How do you find the derivative of #(3x-(sin4x)^2)^(1/2)#?

Question

Aurora Alvarado · Accepted Answer

See solution below.

#d/dx[(3x-(sin4x)^2)^{1/2}]# This one is a bit of a hassle but with proper substitution it's possible. Think of this expression as multiple functions. #(3x-(sin4x)^2)^{1/2}# is a function of #f# where #f(x)=x^{1/2}# and #x=3x-(sin4x)^2#. Always remember to multiply the derivative of the inner function by the derivative of the outer function. It's a bit hard for me to explain so please follow the process below. #d/dx[(3x-(sin4x)^2)^{1/2}]# Start by using the substitution: #u=3x-(sin4x)^2# #d/dx[(3x-(sin4x)^2)^{1/2}]=d/{du}[u^{1/2}] times d/dx[3x-(sin4x)^2]# #d/dx[3x-(sin4x)^2]= d/dx[3x]-d/dx[(sin4x)^2]# #v=sin4x# #d/dx[(sin4x)^2] = d/{dv}[v^2]d/dx[sin4x]# #w=4x# #d/dx[sin4x]=d/{dw}[sinw]d/dx[4x]# When we combine all of this, we get #d/{du}[u^{1/2}] times (d/dx[3x]-(d/{dv}[v^2] (d/{dw}[sinw]d/dx[4x])))# Assessing this expression, we obtain: #1/2 u^{-1/2} times (3-(2v (cosw times 4)))# Changing every value we receive: #1/2 (3x-(sin4x)^2)^{-1/2} times (3-(2(sin4x) (cos(4x) times 4)))# This is as simple as: # (3-8sin4xcos4x)/{2 times sqrt{(3x-sin^2(4x))} #

Cameron Alexander · Answer

undefined To find the derivative of the given function, we can use the chain rule and the power rule.
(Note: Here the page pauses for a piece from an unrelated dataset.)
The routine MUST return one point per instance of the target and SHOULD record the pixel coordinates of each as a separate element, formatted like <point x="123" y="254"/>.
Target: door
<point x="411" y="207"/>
First, let's denote the given function as $ y = (3x - (\sin(4x))^2)^{\frac{1}{2}} $.

Now, we'll differentiate step by step:

1. Differentiate the outer function with respect to the inner function:

$$ \frac{dy}{du} = \frac{1}{2}u^{-\frac{1}{2}} $$

2. Differentiate the inner function:

$$ \frac{du}{dx} = 3 - 2\sin(4x)\cdot4\cos(4x) $$

3. Apply the chain rule:

$$ \frac{dy}{dx} = \frac{dy}{du} \cdot \frac{du}{dx} $$

4. Substitute $ u $ with the inner function:

$$ \frac{dy}{dx} = \frac{1}{2}(3x - (\sin(4x))^2)^{-\frac{1}{2}} \cdot (3 - 2\sin(4x)\cdot4\cos(4x)) $$

This expression represents the derivative of the given function.